21.2. Reference Counting🔗

Lean uses reference counting for memory management. Each allocated object maintains a count of how many other objects refer to it. When a new reference is added, the count is incremented, and when a reference is dropped, the count is decremented. When a reference count reaches zero, the object is no longer reachable and can play no part in the further execution of the program. It is deallocated and all of its references to other objects are dropped, which may trigger further deallocations.

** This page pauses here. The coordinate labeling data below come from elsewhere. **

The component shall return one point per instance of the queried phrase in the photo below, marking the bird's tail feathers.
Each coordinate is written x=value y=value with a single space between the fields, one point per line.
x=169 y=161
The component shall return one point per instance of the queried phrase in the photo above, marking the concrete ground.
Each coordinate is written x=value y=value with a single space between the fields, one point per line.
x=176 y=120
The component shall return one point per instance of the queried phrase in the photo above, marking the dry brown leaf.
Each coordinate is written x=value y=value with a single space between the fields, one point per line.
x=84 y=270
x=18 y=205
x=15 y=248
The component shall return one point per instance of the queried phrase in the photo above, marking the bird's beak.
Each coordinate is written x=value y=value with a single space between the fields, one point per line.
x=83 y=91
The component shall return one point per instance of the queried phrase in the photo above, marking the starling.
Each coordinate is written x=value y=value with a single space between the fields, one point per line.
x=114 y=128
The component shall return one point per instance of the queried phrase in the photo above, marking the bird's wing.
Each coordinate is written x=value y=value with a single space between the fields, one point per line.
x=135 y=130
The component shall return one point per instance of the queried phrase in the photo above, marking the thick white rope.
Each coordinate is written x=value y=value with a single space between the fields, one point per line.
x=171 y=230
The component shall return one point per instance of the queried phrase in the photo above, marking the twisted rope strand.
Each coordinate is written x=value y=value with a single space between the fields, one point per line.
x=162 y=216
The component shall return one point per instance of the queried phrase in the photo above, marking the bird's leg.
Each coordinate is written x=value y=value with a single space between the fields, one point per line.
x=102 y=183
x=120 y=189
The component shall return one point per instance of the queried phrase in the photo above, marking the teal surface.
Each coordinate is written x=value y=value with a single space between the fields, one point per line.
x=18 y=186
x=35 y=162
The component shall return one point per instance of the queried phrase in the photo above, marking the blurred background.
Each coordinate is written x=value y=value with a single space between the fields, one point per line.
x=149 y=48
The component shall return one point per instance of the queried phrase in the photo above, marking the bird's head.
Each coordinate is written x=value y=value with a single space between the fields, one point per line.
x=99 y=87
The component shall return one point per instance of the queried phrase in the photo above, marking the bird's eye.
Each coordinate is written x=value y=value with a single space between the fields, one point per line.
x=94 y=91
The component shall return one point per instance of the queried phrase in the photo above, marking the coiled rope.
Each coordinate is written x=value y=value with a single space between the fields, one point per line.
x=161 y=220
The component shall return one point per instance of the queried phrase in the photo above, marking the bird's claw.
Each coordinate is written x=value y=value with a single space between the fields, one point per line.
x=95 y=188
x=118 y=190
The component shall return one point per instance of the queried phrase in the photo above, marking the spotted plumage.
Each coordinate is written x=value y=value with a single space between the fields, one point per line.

Reference counting provides a number of benefits:

Re-Use of Memory: If an object's reference count drops to zero just as another of the same size is to be allocated, then the original object's memory can be safely re-used for the new object. As a result, many common data-structure traversals (such as List.map) do not need to allocate memory when there is exactly one reference to the data structure to be traversed.
Opportunistic In-Place Updates: Primitive types, such as strings and arrays, may provide operations that copy shared data but modify unshared data in-place. As long as they hold the only reference to the value being modified, many operations on these primitive types will modify it rather than copy it. This can lead to substantial performance benefits. Carefully-written Array code avoids the performance overhead of immutable data structures while maintaining the ease of reasoning provided by pure functions.
Predictability: Reference counts are decremented at predictable times. As a result, reference-counted objects can be used to manage other resources, such as file handles. In Lean, a Handle does not need to be explicitly closed because it is closed immediately when it is no longer accessible.
Simpler FFI: Objects managed with reference counting don't need to be relocated as part of reclaiming unused memory. This greatly simplifies interaction with code written in other languages, such as C.

The traditional drawbacks of reference counting include the performance overhead due to updating reference counts along with the inability to recognize and deallocate cyclic data. The former drawback is minimized by an analysis based on borrowing that allows many reference count updates to be elided. Nevertheless, multi-threaded code requires that reference count updates are synchronized between threads, which also imposes a substantial overhead. To reduce this overhead, Lean values are partitioned into those which are reachable from multiple threads and those which are not. Single-threaded reference counts can be updated much faster than multi-threaded reference counts, and many values are accessed only on a single thread. Together, these techniques greatly reduce the performance overhead of reference counting. Because Lean cannot create cyclic data, no technique is needed to detect it. Ullrich and de Moura (2019)Sebastian Ullrich and Leonardo de Moura, 2019. “Counting Immutable Beans: Reference Counting Optimized for Purely Functional Programming”. In Proceedings of the 31st Symposium on Implementation and Application of Functional Languages (IFL 2019). provide more details on the implementation of reference counting in Lean.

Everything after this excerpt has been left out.